Hey guys, I have the need for some type of script(perl, php) that I can point to a website, and will spider the internal domain links, and return whatever strings I need. For example, there is a site that has a ton of videos that I want to embed, so instead of manually navigating to each page, I want to scrape each page for <embed src=" example"> </embed> code similar to this. I also want the script to use the page title or tags to identify it when it outputs the URLS to a text file. Can someone point me towards a script I can customize( I can code perl and PHP a tiny bit), or give me a quote on something. I have looked into beautifulsoup along with python, which is supposed to work well but I need something more tailored to this, as I dont want to spend a ton of time developing it.

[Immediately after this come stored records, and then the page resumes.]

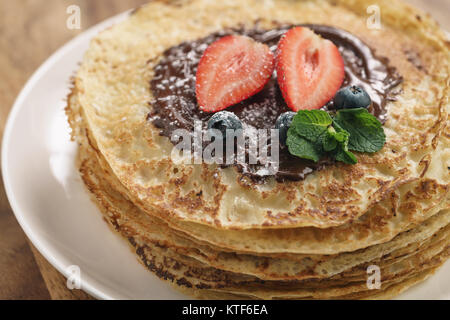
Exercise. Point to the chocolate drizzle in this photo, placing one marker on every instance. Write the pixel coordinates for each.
(175, 106)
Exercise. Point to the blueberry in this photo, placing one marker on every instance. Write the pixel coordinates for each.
(283, 123)
(352, 97)
(224, 121)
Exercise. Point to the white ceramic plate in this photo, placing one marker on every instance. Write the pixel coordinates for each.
(53, 208)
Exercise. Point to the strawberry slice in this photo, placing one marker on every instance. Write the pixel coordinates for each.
(310, 69)
(232, 69)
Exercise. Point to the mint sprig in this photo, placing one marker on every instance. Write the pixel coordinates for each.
(315, 134)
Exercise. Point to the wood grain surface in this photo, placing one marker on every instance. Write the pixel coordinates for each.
(30, 31)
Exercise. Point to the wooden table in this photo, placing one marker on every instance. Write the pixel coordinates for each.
(30, 31)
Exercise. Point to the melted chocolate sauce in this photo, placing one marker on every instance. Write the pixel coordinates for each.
(175, 105)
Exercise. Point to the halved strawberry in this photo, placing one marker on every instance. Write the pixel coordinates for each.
(232, 69)
(310, 69)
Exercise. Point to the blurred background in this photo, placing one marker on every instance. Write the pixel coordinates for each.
(30, 31)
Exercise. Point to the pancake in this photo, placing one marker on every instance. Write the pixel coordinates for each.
(396, 268)
(113, 88)
(216, 232)
(405, 207)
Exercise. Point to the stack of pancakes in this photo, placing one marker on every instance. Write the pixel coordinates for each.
(213, 232)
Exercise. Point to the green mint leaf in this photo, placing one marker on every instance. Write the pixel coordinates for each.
(311, 124)
(301, 147)
(366, 132)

Well, In my opinion, BeautifulSoup is the best way to do it. It really simple to get info from html source. And python itself is a very simple language, so if you know php/perl, it shouldnt be a problem for you to code with python. I dont think PHP is good for make such things, and perl is (imho) much more complicated then python
But isn't it the convention to use SWFObject (or other javascript libraries) to do the Flash embedding dynamically? You may need to mechanize a browser in order to work with the generated DOM - There's JSBridge for Python (http://code.google.com/p/jsbridge/) which sets up a communications bridge using a Mozilla plugin over TCP, or you could use bindings for gtkmozembed (available in Perl, Ruby, Python). However, it doesn't have methods for communicating with the javascript engine, but I found it easy to hack my way around this by sending the browser to URI's using the javascript: scheme and then receiving results back (in JSON format) by setting document.title (and catching them with the title signal). Hope this helps. - Andy.
Now while it may be best practice to use the SWF javascript code, the sites Im looking to scrape links from are using standard <embed> tags for the media. Thats why I was thinking I could just do an html get and strip out those tags dynamically.